AdBrite Launches CPC Auction For Banner Ads

AdBriteMarking a significant departure from traditional CPM-based advertising, ad exchange AdBrite has launched a cost-per-click auction for graphical banner ads.

When direct-response advertisers pay on a CPM or per-impression basis, they assume the full risk of impressions that may never convert into clicks or sales.

AdBrite advertisers can now pay for graphical banner advertising in the same way they pay for search placements and text ads--paying only when their ad is clicked, according to AdBrite CEO Ignacio Fanlo.

"Allowing them to pay for performance makes sense," Fanlo said. "More than 90 million consumers visit AdBrite's sites every month, and our new CPC auction provides an effective and low-risk way for advertisers to engage them."

In addition to advertiser benefits, CPC pricing rewards AdBrite's publishers by compensating them for the full benefit of their contributions to each advertiser, according to Fanlo.

AdBrite is one of several ad exchanges--including Yahoo's Right Media Exchange, ContextWeb's ADSDAQ, Traffiq, and AdECN--that are looking to help agencies maintain a basic level of ad-targeting quality and effectiveness at reduced costs.

While exchanges continue to gain traction, however, the model faces increasing competition from Google as it increases its stranglehold on automated ad sales with the acquisition of DoubleClick.

Founded in 2002, the San-Francisco-based AdBrite is backed by venture capital firms Sequoia Capital, DAG Ventures, and Mitsui Ventures. Today, AdBrite is one of the Web's largest ad networks, presently serving ads on nearly 1 billion pages daily across a network of some 50,000 sites. In January, its ads reached 85 million unique U.S. users, according to comScore.
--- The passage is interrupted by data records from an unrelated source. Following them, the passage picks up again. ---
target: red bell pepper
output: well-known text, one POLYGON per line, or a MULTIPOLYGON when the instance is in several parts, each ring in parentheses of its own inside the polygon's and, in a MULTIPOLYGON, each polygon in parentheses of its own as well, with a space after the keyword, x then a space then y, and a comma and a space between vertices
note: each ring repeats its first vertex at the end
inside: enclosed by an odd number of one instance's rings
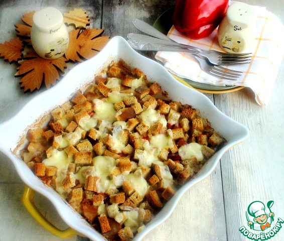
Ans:
POLYGON ((228 0, 177 0, 173 23, 177 30, 192 39, 208 36, 221 23, 228 0))

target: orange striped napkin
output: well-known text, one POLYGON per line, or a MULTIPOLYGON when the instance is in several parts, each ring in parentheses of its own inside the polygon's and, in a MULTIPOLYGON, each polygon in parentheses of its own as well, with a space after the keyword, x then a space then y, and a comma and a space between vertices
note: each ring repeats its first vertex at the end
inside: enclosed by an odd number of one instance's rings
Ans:
MULTIPOLYGON (((230 1, 230 3, 234 3, 230 1)), ((171 73, 191 80, 216 85, 236 85, 250 88, 255 94, 255 100, 265 105, 272 94, 272 88, 284 54, 284 26, 274 15, 265 8, 253 6, 257 13, 257 33, 251 51, 253 54, 250 64, 231 65, 232 69, 244 73, 236 81, 218 78, 202 71, 196 60, 190 54, 159 52, 156 59, 161 61, 171 73)), ((223 52, 217 38, 217 30, 209 37, 193 40, 183 36, 173 26, 168 37, 179 43, 201 49, 223 52)))

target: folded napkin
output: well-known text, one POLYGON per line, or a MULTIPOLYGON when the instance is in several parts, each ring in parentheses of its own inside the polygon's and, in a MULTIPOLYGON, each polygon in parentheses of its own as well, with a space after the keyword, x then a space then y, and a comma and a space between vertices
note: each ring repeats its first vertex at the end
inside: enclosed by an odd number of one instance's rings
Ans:
MULTIPOLYGON (((233 3, 230 1, 230 4, 233 3)), ((160 51, 156 54, 156 59, 163 63, 170 72, 182 78, 216 85, 248 87, 255 93, 257 103, 260 105, 267 104, 284 54, 284 26, 265 8, 253 7, 257 18, 256 38, 251 48, 252 61, 248 64, 227 66, 244 73, 237 81, 224 80, 206 74, 188 53, 160 51)), ((217 29, 208 37, 194 40, 182 35, 173 26, 168 36, 178 43, 206 50, 224 52, 218 43, 217 29)))

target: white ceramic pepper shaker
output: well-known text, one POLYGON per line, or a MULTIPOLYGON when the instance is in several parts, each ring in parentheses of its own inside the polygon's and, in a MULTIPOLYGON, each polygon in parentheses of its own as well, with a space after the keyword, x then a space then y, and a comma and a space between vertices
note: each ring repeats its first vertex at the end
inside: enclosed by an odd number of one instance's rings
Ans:
POLYGON ((69 39, 61 13, 54 8, 46 8, 35 13, 33 22, 31 40, 37 53, 47 59, 62 56, 69 39))
POLYGON ((218 30, 218 41, 222 49, 228 53, 250 52, 255 38, 256 15, 252 6, 243 3, 233 4, 218 30))

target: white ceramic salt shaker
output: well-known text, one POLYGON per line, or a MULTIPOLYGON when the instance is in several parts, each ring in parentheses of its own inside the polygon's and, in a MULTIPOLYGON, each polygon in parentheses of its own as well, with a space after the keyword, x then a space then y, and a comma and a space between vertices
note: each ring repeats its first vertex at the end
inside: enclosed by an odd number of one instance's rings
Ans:
POLYGON ((69 38, 61 13, 52 7, 43 9, 35 13, 33 23, 31 40, 36 53, 47 59, 62 56, 67 49, 69 38))
POLYGON ((237 2, 229 7, 218 30, 218 41, 228 53, 250 52, 255 37, 256 14, 252 6, 237 2))

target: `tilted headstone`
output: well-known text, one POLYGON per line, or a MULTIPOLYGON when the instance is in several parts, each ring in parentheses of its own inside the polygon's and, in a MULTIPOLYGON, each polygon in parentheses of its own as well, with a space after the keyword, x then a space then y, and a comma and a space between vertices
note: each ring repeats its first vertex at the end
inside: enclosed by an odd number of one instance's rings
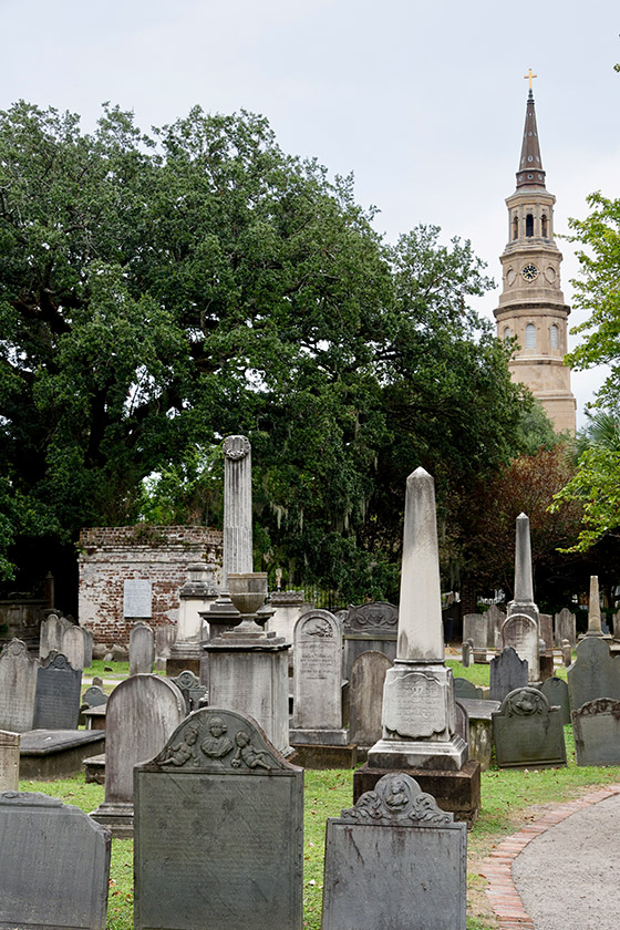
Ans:
POLYGON ((502 702, 510 691, 527 684, 527 662, 519 659, 512 645, 503 649, 499 655, 490 660, 492 701, 502 702))
POLYGON ((135 769, 135 930, 301 930, 303 769, 204 709, 135 769))
POLYGON ((556 613, 556 645, 559 648, 562 640, 567 639, 570 645, 577 645, 577 622, 575 613, 568 607, 562 607, 559 613, 556 613))
POLYGON ((404 773, 327 824, 322 930, 465 930, 467 828, 404 773))
POLYGON ((549 702, 550 707, 561 710, 562 724, 566 726, 567 723, 570 723, 570 699, 566 681, 554 675, 542 682, 540 691, 549 702))
POLYGON ((62 653, 51 653, 37 670, 33 730, 76 730, 82 669, 62 653))
POLYGON ((399 608, 385 601, 349 604, 344 616, 344 678, 351 679, 353 662, 362 652, 383 652, 391 662, 396 658, 399 608))
POLYGON ((613 659, 601 637, 586 637, 577 647, 577 659, 566 673, 571 710, 598 698, 620 701, 620 659, 613 659))
POLYGON ((185 669, 179 675, 170 679, 174 681, 183 698, 185 700, 185 710, 189 714, 192 711, 198 711, 202 704, 206 701, 207 689, 206 685, 200 684, 200 679, 185 669))
POLYGON ((148 675, 155 661, 155 637, 146 623, 136 623, 130 632, 130 675, 148 675))
POLYGON ((475 685, 472 681, 467 679, 455 678, 454 679, 454 696, 461 701, 462 698, 472 698, 478 699, 482 701, 484 696, 484 692, 482 688, 475 685))
POLYGON ((81 627, 68 627, 62 634, 60 652, 66 655, 74 669, 84 669, 84 631, 81 627))
MULTIPOLYGON (((538 681, 539 643, 536 621, 527 613, 512 613, 502 627, 502 649, 512 645, 519 659, 527 662, 528 681, 538 681)), ((494 699, 499 700, 499 699, 494 699)))
POLYGON ((328 610, 309 610, 294 627, 291 745, 345 745, 342 727, 342 630, 328 610))
POLYGON ((493 714, 495 757, 500 768, 566 765, 559 707, 549 707, 537 688, 519 688, 493 714))
POLYGON ((577 765, 620 765, 620 701, 599 698, 572 712, 577 765))
MULTIPOLYGON (((0 730, 0 794, 19 789, 20 734, 0 730)), ((1 839, 0 839, 1 843, 1 839)), ((0 891, 2 878, 0 877, 0 891)))
POLYGON ((0 730, 32 730, 38 668, 21 640, 10 640, 0 652, 0 730))
POLYGON ((132 675, 106 704, 105 800, 93 813, 113 836, 133 830, 133 769, 153 758, 185 717, 183 694, 169 679, 132 675))
POLYGON ((44 794, 0 795, 0 927, 105 930, 111 837, 44 794))
POLYGON ((349 740, 373 746, 381 740, 385 672, 392 662, 382 652, 361 652, 353 662, 350 689, 349 740))

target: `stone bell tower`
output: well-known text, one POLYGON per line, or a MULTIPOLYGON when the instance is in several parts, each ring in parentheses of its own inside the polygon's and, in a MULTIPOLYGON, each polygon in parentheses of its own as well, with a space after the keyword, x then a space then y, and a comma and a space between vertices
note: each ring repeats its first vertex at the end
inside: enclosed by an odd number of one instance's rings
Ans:
POLYGON ((526 384, 557 432, 576 428, 576 401, 570 369, 564 364, 570 307, 560 290, 562 260, 554 240, 556 198, 545 187, 545 172, 529 79, 517 188, 506 199, 508 244, 500 257, 503 291, 495 310, 497 335, 516 335, 518 348, 509 363, 514 381, 526 384))

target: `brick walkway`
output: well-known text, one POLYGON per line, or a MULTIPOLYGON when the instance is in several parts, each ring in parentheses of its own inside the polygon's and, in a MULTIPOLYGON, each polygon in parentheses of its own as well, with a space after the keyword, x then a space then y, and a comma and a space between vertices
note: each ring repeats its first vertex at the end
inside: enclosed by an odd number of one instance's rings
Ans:
POLYGON ((556 804, 540 819, 506 837, 484 860, 480 874, 488 880, 486 893, 500 930, 536 930, 513 881, 513 859, 516 859, 528 843, 571 814, 617 794, 620 794, 620 785, 608 785, 566 804, 556 804))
In March, AdBrite launched a network partnership program, including a dozen online ad networks such as AOL's Advertising.com and CPX Interactive.

As the buying of media increasingly becomes a commodity business, AdBrite's program allows ad networks to supply ads and site inventory directly into its marketplace to encourage the matching of advertiser demand with publisher supply.